What with youthful hormones raging around, "the boys really, really enjoyed it. They really embraced it. They called me back two months later. They wanted to perform what I had taught them in their end of term show. At the end of a classical concert, they had a Bollywood dance."
Some parents might have thought this was the end of civilisation. "Some parents were shocked, it was fantastic, it surprised everyone," recalled Nileeka.
Cameron's contemporary at Eton, Boris Johnson, the mayor of London, wants two hours of sports per day for schoolchildren, just the way it was for him at school.
The way things are going, the Eton timetable may end up with two hours of Bollywood dancing a day.
This is not entirely fanciful.
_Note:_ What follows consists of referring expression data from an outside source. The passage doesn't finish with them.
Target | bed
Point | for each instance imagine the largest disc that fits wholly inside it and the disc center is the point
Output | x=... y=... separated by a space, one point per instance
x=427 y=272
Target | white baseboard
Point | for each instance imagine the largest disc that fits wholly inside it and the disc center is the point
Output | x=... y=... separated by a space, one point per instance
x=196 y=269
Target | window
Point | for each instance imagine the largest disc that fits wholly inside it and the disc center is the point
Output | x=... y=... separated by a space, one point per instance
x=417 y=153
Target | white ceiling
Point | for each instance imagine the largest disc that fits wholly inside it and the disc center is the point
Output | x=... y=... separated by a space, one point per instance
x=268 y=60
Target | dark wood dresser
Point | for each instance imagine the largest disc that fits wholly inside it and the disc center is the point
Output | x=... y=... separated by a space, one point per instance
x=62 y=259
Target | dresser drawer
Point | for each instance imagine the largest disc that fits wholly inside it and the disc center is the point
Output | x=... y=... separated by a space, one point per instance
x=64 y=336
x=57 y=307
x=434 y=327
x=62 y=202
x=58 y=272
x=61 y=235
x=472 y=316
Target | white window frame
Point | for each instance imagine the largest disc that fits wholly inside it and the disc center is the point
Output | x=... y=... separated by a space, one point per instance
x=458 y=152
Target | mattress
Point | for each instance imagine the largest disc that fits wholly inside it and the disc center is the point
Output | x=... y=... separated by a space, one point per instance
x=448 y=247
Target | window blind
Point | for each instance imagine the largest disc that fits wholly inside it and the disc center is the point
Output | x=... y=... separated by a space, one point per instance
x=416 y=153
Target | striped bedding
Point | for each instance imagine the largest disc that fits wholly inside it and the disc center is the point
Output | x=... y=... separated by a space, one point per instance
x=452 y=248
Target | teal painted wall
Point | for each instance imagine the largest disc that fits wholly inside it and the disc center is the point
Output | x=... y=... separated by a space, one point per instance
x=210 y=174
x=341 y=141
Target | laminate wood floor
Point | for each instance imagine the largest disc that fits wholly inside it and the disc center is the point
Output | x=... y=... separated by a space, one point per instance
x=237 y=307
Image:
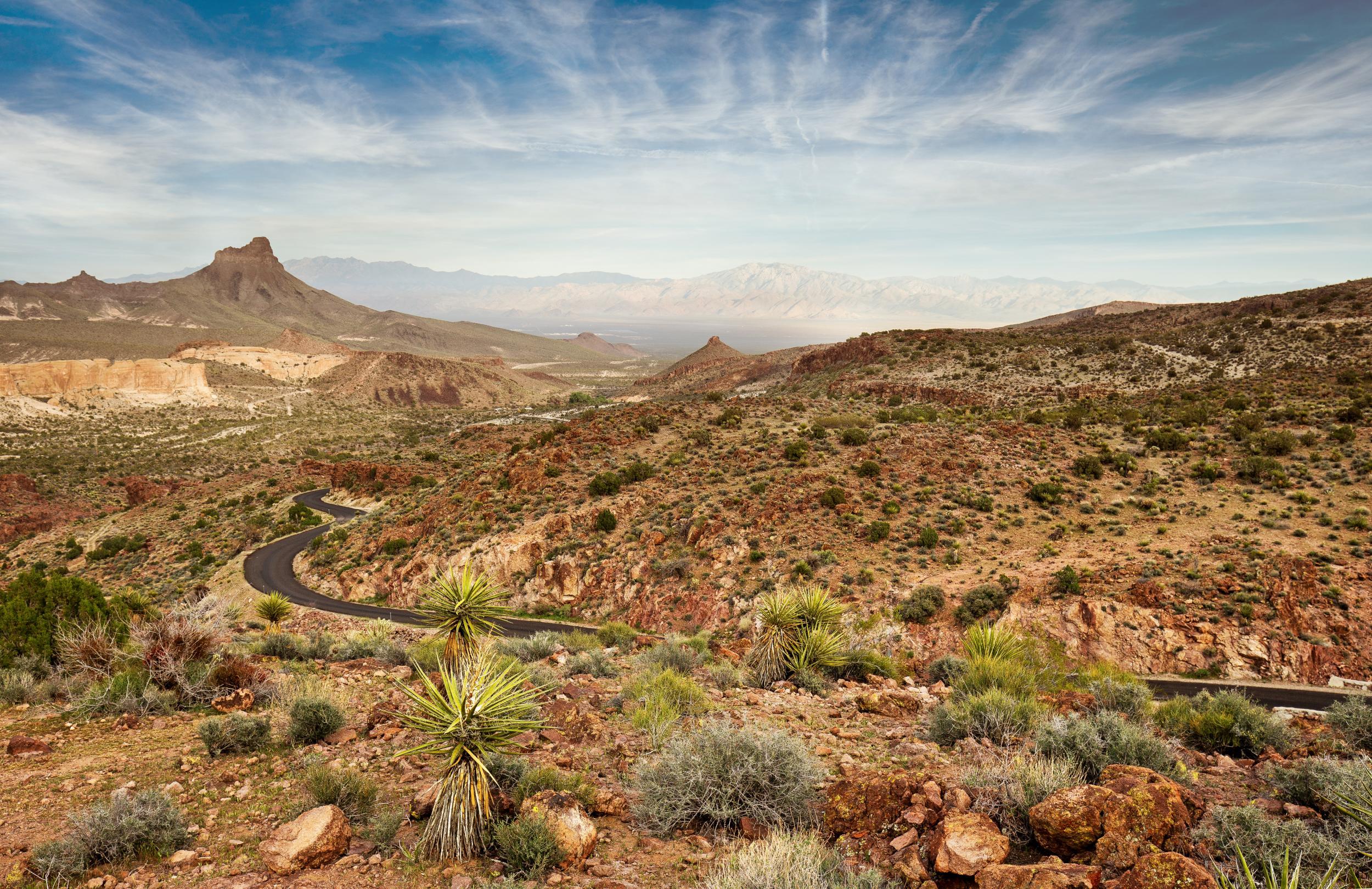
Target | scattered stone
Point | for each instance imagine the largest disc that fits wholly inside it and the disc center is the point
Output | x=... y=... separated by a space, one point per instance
x=316 y=839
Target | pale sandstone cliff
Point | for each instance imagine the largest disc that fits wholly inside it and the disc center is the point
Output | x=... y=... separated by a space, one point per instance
x=276 y=364
x=143 y=382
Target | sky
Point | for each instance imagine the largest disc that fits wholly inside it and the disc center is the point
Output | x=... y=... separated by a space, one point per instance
x=1164 y=142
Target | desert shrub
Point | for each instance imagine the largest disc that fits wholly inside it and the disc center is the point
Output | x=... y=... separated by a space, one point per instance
x=921 y=605
x=1098 y=740
x=1009 y=788
x=605 y=485
x=527 y=847
x=995 y=715
x=131 y=690
x=721 y=774
x=548 y=778
x=594 y=663
x=618 y=634
x=345 y=788
x=1318 y=781
x=313 y=717
x=35 y=605
x=670 y=655
x=980 y=601
x=1225 y=721
x=1261 y=840
x=237 y=733
x=531 y=648
x=1123 y=696
x=791 y=860
x=1353 y=719
x=947 y=668
x=144 y=824
x=668 y=687
x=280 y=645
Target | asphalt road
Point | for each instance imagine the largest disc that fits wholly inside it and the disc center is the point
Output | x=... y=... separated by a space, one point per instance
x=271 y=570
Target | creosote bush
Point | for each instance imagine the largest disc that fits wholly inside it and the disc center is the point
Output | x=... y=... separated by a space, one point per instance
x=237 y=733
x=721 y=774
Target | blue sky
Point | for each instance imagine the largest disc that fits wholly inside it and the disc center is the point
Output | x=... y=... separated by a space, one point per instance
x=1167 y=142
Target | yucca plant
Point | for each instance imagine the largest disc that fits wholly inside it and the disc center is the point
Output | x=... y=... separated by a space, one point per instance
x=992 y=643
x=273 y=608
x=474 y=712
x=799 y=630
x=1286 y=877
x=465 y=607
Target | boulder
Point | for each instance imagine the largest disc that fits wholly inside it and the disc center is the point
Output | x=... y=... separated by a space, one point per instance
x=965 y=843
x=1052 y=874
x=1167 y=870
x=1071 y=821
x=316 y=839
x=1146 y=814
x=24 y=745
x=569 y=822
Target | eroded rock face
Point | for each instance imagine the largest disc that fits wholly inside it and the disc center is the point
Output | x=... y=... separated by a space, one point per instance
x=965 y=843
x=80 y=382
x=569 y=822
x=316 y=839
x=1167 y=870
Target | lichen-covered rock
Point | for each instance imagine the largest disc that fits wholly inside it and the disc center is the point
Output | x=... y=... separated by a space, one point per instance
x=1167 y=870
x=316 y=839
x=965 y=843
x=1052 y=874
x=567 y=819
x=1071 y=821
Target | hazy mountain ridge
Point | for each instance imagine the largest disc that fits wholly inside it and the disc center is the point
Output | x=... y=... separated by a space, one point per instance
x=755 y=290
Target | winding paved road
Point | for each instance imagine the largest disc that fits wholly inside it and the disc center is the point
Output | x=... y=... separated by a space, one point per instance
x=271 y=569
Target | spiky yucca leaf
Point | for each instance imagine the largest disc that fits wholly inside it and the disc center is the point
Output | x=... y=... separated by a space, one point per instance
x=475 y=711
x=817 y=648
x=465 y=607
x=778 y=616
x=818 y=610
x=273 y=608
x=994 y=643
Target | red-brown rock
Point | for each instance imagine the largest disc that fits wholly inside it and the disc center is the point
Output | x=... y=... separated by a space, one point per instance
x=1167 y=870
x=965 y=843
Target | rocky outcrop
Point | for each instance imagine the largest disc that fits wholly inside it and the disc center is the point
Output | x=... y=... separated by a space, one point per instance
x=273 y=363
x=83 y=382
x=567 y=821
x=316 y=839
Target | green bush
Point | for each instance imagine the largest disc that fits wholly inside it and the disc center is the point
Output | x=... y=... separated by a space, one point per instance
x=313 y=718
x=616 y=634
x=921 y=605
x=237 y=733
x=719 y=774
x=994 y=715
x=35 y=605
x=791 y=860
x=1353 y=719
x=1225 y=721
x=980 y=601
x=527 y=847
x=1097 y=740
x=605 y=483
x=345 y=788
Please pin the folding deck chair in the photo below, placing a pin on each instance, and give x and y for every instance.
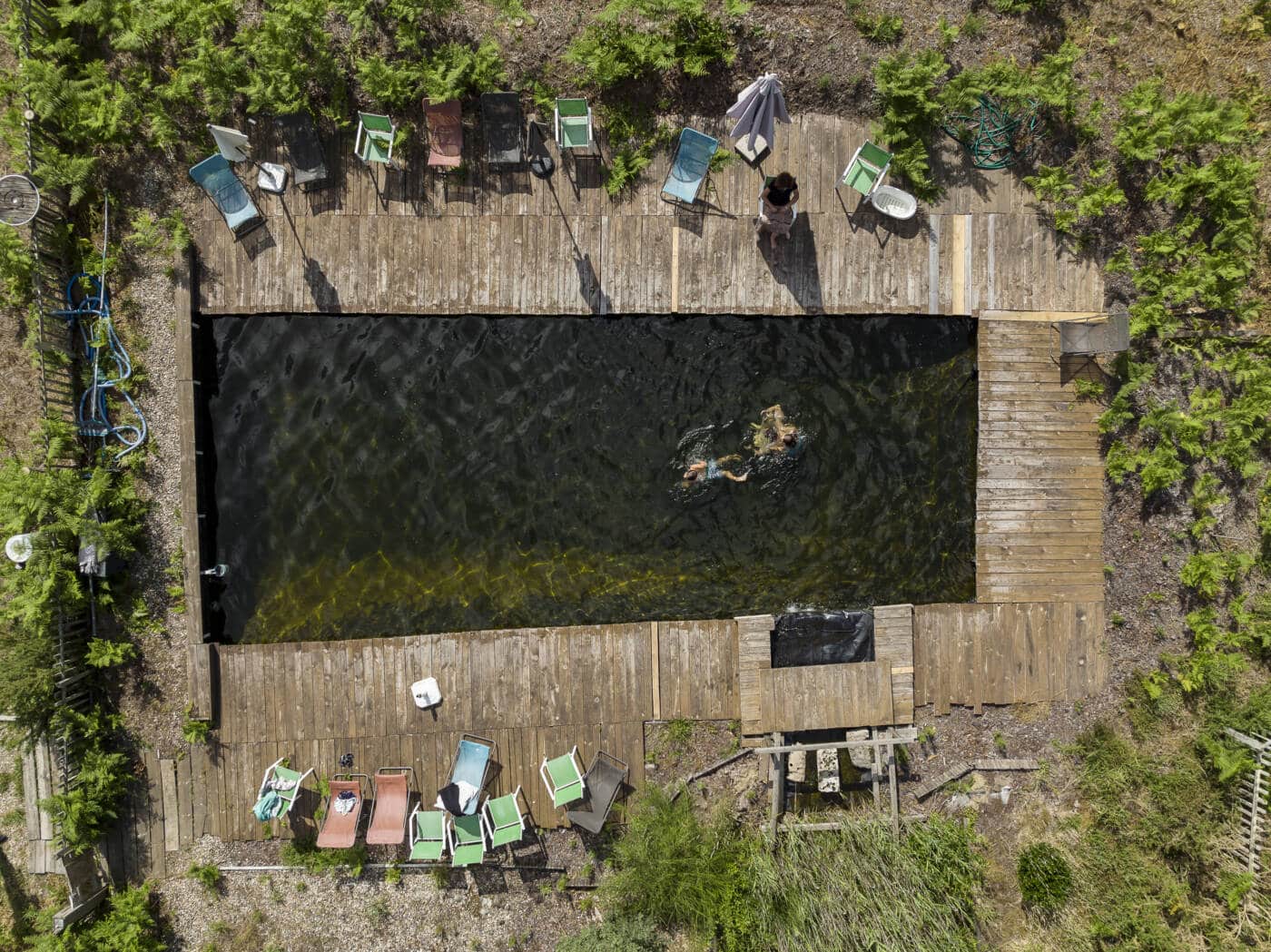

I once sat in on a history lesson at Eton, with the teacher giving a very pro-Indian slant to India during the Raj by making the boys watch a video of Lagaan.
The poet Laureate Carol Ann Duffy ' the first woman, the first Scot, and the first openly gay person to hold the position ' has made strong political demands in verse marking the Olympics.
"We are Mo Farah lifting the 10,000 metres gold./ We want new running-tracks in his name," she wrote.
And then, "Rutherford, Ohuruogu, Whitlock, Tweddle,/for every medal earned,/we want school playing fields returned."
She continued, "..... Clancy, Burke, Kennaugh and Geraint Thomas,/Olympian names./ We want more cycle lanes."
It is less certain if Duffy also wrote: "A familiar desi tale of woe at Lord's/Hamstring, bowstring, it was all the same."
Road to Rio
The medals table is like wealth distribution ' in India, the UK, US, anywhere. A few hog nearly everything, leaving scraps for the rest and making them feel really humiliated. But maybe that is the whole idea of the Olympics.
However, Indians should use the valuable experience of London 2012 to prepare not only for Rio in 2016 but, more urgently, for the Commonwealth Games in Glasgow in 2014.
The success of Glasgow is assured if it can do something that Delhi couldn't ' persuade Usain Bolt to come.
Glasgow 2014 chief executive David Grevemberg admitted: "I'd love him to be in Glasgow ' he's a self-proclaimed legend and his performances at the Olympics have been unbelievable. Bolt is a powerful figure and there's absolutely no question kids in Scotland would be inspired by his presence."
As London 2012 ends tomorrow, possibly with an appearance by the Spice Girls, it is important for Indians to retain a sense of perspective and not rubbish their athletes.
The British are especially supportive with competitors who miss out on medals. With intensive training and preparation, some of the Indian near misses this time can be the seeds of future success.
Even in India's 2-3 hockey defeat by South Africa today, the Indian stick work carried flashes of the old brilliance.